Aura mistis Gendang Beleq dan Gong disebut-sebut karena merupakan warisan leluhur. "Bahkan termasuk benda pusaka sehingga cara memainkannya pun memiliki aturan dan tidak boleh sembarang," ujar Amaq Hayati, warga lainnya.
Ada dua gendang dan satu gong tua yang kini masih tersimpan lestari. "Gendang yang lebih besar itu gendang lelaki, dan yang lebih kecil adalah gendang perempuan. Cara memainkannya harus sesuai aturan. Yaitu, gendang yang lebih besar harus di belakang, kemudian gendang yang lebih kecil harus di depan. Kalau tertukar atau sembarangan, maka suara musik yang dihasilkan akan tidak bagus," tutur Hayati.
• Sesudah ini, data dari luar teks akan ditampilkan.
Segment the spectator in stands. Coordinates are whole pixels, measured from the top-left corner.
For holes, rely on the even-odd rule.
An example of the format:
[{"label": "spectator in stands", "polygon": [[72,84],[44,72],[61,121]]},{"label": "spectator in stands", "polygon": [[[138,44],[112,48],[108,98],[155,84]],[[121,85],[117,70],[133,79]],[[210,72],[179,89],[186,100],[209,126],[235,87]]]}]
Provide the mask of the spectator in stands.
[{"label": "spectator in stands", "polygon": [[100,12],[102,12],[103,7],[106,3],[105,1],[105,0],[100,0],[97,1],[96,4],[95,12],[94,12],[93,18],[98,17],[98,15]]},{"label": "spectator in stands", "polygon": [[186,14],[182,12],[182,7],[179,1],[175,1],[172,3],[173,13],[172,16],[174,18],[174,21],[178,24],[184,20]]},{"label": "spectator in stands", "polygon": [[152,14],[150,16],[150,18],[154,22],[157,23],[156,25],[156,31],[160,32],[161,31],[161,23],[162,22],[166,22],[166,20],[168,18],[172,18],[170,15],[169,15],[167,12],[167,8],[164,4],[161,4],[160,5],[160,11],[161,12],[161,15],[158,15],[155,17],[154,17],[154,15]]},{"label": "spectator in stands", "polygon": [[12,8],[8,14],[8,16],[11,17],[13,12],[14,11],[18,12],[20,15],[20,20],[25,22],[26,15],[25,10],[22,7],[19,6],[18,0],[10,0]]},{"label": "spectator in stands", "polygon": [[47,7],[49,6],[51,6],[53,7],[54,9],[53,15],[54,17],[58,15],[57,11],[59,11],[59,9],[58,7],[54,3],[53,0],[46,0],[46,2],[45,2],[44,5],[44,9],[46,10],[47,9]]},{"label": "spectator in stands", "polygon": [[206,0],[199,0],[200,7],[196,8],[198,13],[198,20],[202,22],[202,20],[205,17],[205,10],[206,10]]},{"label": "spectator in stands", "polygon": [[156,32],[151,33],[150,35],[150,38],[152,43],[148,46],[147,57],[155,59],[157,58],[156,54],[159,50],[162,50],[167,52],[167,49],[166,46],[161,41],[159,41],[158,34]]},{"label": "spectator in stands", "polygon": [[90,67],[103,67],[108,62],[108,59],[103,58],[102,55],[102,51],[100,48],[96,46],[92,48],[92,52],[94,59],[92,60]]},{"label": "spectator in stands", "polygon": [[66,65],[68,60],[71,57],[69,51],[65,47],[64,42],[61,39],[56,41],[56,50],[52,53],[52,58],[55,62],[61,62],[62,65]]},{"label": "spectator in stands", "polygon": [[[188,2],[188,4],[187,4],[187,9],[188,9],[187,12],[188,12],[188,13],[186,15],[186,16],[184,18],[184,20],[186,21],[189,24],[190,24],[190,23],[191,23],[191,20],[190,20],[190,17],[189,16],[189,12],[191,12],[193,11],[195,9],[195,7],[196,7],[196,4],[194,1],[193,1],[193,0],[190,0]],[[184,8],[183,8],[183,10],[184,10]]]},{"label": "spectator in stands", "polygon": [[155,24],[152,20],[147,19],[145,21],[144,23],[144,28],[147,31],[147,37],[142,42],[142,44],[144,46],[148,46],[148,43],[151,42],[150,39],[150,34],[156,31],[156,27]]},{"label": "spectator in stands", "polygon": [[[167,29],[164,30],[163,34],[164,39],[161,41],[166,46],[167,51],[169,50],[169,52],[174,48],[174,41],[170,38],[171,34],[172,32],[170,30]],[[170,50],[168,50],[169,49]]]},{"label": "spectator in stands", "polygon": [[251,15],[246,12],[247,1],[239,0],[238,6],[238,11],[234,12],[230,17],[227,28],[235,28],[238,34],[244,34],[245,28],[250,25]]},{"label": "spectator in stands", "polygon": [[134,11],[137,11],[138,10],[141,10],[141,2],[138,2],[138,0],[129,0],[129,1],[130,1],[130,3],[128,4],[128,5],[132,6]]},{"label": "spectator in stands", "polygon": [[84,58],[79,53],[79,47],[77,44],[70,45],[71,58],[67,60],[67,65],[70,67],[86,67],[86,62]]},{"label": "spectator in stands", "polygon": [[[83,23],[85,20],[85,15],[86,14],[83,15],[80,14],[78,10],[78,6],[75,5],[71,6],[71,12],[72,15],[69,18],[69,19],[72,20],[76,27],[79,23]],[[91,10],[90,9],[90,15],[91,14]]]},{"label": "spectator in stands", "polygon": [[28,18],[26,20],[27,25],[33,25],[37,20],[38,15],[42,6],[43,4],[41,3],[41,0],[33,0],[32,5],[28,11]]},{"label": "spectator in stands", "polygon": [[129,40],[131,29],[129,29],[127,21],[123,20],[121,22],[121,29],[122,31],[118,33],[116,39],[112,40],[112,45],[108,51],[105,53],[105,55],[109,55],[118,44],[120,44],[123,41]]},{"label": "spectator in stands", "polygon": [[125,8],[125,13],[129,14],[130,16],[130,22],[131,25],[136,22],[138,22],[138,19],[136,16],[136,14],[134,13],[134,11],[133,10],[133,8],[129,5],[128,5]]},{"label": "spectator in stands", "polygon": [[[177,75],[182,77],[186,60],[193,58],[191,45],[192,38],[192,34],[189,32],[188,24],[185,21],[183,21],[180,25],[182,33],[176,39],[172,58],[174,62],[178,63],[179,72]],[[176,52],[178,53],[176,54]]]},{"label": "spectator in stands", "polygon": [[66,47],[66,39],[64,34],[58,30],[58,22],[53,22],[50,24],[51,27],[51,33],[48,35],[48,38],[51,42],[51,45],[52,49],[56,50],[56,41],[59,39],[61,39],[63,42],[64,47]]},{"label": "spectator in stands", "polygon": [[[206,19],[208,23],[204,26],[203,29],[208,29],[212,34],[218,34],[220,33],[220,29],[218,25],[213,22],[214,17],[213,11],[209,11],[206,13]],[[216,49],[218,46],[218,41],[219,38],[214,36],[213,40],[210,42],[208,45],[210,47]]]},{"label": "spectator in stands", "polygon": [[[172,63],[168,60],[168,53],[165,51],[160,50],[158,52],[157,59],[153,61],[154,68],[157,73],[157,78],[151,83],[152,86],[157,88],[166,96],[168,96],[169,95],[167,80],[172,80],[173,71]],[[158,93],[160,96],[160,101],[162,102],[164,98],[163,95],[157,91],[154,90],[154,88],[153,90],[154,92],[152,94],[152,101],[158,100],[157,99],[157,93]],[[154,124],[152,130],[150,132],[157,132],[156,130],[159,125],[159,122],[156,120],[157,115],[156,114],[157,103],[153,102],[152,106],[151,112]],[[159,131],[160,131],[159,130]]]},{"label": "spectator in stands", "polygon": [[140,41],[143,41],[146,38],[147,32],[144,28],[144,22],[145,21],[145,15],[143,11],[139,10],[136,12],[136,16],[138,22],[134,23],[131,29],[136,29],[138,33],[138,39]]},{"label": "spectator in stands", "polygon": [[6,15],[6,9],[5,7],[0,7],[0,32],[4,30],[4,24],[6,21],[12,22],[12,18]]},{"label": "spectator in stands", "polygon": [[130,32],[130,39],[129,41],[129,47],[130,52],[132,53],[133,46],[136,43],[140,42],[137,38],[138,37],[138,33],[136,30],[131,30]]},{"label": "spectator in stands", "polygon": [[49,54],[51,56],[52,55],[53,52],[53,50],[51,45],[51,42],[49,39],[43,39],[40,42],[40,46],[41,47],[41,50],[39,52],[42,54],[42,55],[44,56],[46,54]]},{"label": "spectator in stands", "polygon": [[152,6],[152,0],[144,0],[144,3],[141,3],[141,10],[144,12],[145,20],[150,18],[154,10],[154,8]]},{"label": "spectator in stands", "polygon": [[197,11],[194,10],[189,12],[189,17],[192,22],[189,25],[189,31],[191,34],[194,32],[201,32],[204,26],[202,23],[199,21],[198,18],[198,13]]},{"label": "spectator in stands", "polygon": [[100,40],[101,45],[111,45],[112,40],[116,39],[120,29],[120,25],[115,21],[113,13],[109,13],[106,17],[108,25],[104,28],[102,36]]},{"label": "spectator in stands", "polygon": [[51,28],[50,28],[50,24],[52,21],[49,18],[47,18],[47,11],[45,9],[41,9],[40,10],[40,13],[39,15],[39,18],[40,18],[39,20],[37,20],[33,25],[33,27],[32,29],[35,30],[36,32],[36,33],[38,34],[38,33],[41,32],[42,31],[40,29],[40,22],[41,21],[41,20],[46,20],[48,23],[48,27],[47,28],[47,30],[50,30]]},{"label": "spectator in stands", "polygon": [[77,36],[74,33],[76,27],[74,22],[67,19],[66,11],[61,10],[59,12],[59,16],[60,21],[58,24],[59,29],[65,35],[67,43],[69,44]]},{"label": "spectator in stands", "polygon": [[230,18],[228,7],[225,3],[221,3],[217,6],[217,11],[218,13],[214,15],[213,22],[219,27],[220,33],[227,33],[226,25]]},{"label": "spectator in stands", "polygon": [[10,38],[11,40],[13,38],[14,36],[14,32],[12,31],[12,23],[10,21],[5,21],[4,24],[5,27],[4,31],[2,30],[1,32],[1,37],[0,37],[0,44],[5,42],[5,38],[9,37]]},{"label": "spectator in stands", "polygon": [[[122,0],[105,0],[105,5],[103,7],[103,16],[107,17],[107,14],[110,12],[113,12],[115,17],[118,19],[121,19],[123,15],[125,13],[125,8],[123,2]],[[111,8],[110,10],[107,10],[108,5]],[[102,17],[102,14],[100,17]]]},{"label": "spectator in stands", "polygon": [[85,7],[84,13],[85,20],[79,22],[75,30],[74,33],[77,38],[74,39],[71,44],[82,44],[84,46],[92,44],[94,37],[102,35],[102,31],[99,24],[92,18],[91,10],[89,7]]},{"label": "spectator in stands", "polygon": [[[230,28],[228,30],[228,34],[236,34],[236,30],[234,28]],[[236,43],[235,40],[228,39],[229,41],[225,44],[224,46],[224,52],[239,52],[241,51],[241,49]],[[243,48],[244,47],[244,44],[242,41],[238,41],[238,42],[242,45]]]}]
Sementara itu, pengamat budaya Lombok, Lalu Anggawa Nuraksi menjelaskan, Gendang Beleq diperkirakan muncul pada abad ke-14 Masehi, atau sekitar seratusan tahun pasca-letusan Gunung Samalas atau Rinjani Tua.
"Gendang Beleq ini muncul pada zaman Kedatuan (konsep pemerintahan Sasak) sebagai pemberi spirit untuk melepas pasukan di kala dia berangkat perang maupun di kala dia pulang, jadi dengan gendang beleq dia disambut," kata Anggawa.
Anggawa menjelaskan mengapa alat musik itu disebut Gendang Beleq. Dalam bahasa Sasak, Beleq berarti besar. Gendang Beleq disebut demikian karena mempunyai ciri khas memiliki gendang besar. Adapun Gendang Beleq sendiri mempunyai panjang 110 cm dengan rata-rata berat 2,5 kg. (Kompas.com)
KEDELAPAN, terenyuh memandang hancurnya Rumah Desa Adat Beleq dari puncak Bukit Selong. Desa Beleq diapit dua bukit yang ada di kaki Gunung Rinjani, yaitu, Bukit Pergasingan dan Bukit Selong.
Biasanya, wisatawan diarahkan treking menuju Bukit Selong untuk melihat kondisi Desa Adat Beleq dari ketinggian. Jangan khawatir, jalur menuju puncak Bukit Selong disediakan anak-anak tangga yang lumayan membantu pendakian. Uuupppsss... saat berjalan harap hati-hati karena ada sejumlah "perangkap" alias kotoran sapi. Bahkan di puncak Bukit Selong juga waspada, kotoran sapi juga ada.
Sebelum sampai puncak Bukit Selong, wisatawan akan melewati hutan bambu. Sayangnya, terlihat sekali hutan bambunya kurang terawat. Meski pohon-pohon bambunya terlihat diatur sedemikian rupa, dengan dikelompok-kelompokkan dan dipagari bilah bambu.Â
Konon, tak jauh dari hutan bambu ada anak tangga yang menjadi petilasan bertemunya tujuh kepala keluarga Sembah hulun dengan punggawa Majapahit yaitu Raden Arya Pati dan Raden Arya Mangunjaya.